New attacks are diluting secure enclave defenses from Nvidia, AMD, and Intel (arstechnica.com)

Researchers published TEE.fail, a low-cost, low-complexity physical attack that breaks the modern trusted execution environments (TEEs) from all three major chip vendors—Nvidia Confidential Compute, AMD SEV‑SNP, and Intel SGX/TDX/SDX. The exploit requires two things: a compromised OS kernel and a tiny hardware “shim” inserted between a single physical memory chip and its motherboard slot.

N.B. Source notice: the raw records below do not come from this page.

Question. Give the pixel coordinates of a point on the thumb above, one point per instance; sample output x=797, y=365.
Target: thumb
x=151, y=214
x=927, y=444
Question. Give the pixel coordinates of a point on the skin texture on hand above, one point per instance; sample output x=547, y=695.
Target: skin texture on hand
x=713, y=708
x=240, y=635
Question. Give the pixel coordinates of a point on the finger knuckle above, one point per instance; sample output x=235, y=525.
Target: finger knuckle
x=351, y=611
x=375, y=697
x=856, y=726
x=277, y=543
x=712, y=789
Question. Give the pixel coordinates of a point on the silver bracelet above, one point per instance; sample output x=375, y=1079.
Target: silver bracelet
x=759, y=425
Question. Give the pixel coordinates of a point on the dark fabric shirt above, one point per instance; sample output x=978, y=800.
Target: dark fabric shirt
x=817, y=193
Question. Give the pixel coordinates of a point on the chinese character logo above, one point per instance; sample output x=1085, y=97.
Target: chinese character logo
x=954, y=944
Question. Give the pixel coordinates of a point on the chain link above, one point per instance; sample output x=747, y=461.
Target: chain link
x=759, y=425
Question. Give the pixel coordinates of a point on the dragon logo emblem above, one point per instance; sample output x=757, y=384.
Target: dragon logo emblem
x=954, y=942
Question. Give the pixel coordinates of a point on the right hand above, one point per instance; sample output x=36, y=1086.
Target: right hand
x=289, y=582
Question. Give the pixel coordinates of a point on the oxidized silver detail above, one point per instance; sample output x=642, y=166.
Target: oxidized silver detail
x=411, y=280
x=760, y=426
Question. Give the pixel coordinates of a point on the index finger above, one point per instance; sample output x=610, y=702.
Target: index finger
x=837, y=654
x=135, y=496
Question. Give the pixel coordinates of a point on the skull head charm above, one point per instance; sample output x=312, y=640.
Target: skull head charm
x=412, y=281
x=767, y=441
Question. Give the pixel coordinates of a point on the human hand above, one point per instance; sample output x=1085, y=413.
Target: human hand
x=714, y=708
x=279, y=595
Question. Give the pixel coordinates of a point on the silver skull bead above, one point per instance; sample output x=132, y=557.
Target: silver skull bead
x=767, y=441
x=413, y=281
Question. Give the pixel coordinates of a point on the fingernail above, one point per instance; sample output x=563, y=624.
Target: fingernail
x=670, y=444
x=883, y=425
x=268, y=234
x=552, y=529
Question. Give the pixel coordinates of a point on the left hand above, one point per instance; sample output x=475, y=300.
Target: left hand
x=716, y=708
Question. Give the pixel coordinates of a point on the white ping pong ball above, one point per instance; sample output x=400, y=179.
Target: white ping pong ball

In roughly three minutes the attacker can view or tamper with enclave memory. Crucially, unlike recent Battering RAM and Wiretap techniques that only worked on DDR4, TEE.fail works against DDR5, bringing the newest TEEs into scope. The practical impact is broad: TEEs underpin cloud services, AI workloads, blockchain, finance and defense use cases, and many operators assume they defend against remote attackers even if the kernel is compromised. But all three vendors explicitly exclude physical attacks from their threat models—a limitation that’s often downplayed or misunderstood by users. TEE.fail highlights the need to re-evaluate assumptions, tighten physical security for remote/edge servers, and push vendors for clearer guarantees or hardware changes (e.g., stronger memory integrity, tamper detection, or redesigned memory interfaces). For the AI/ML community, the takeaway is simple and urgent: don’t treat current TEEs as a panacea against attackers with physical access, and update threat models, deployment practices, and attestation expectations accordingly.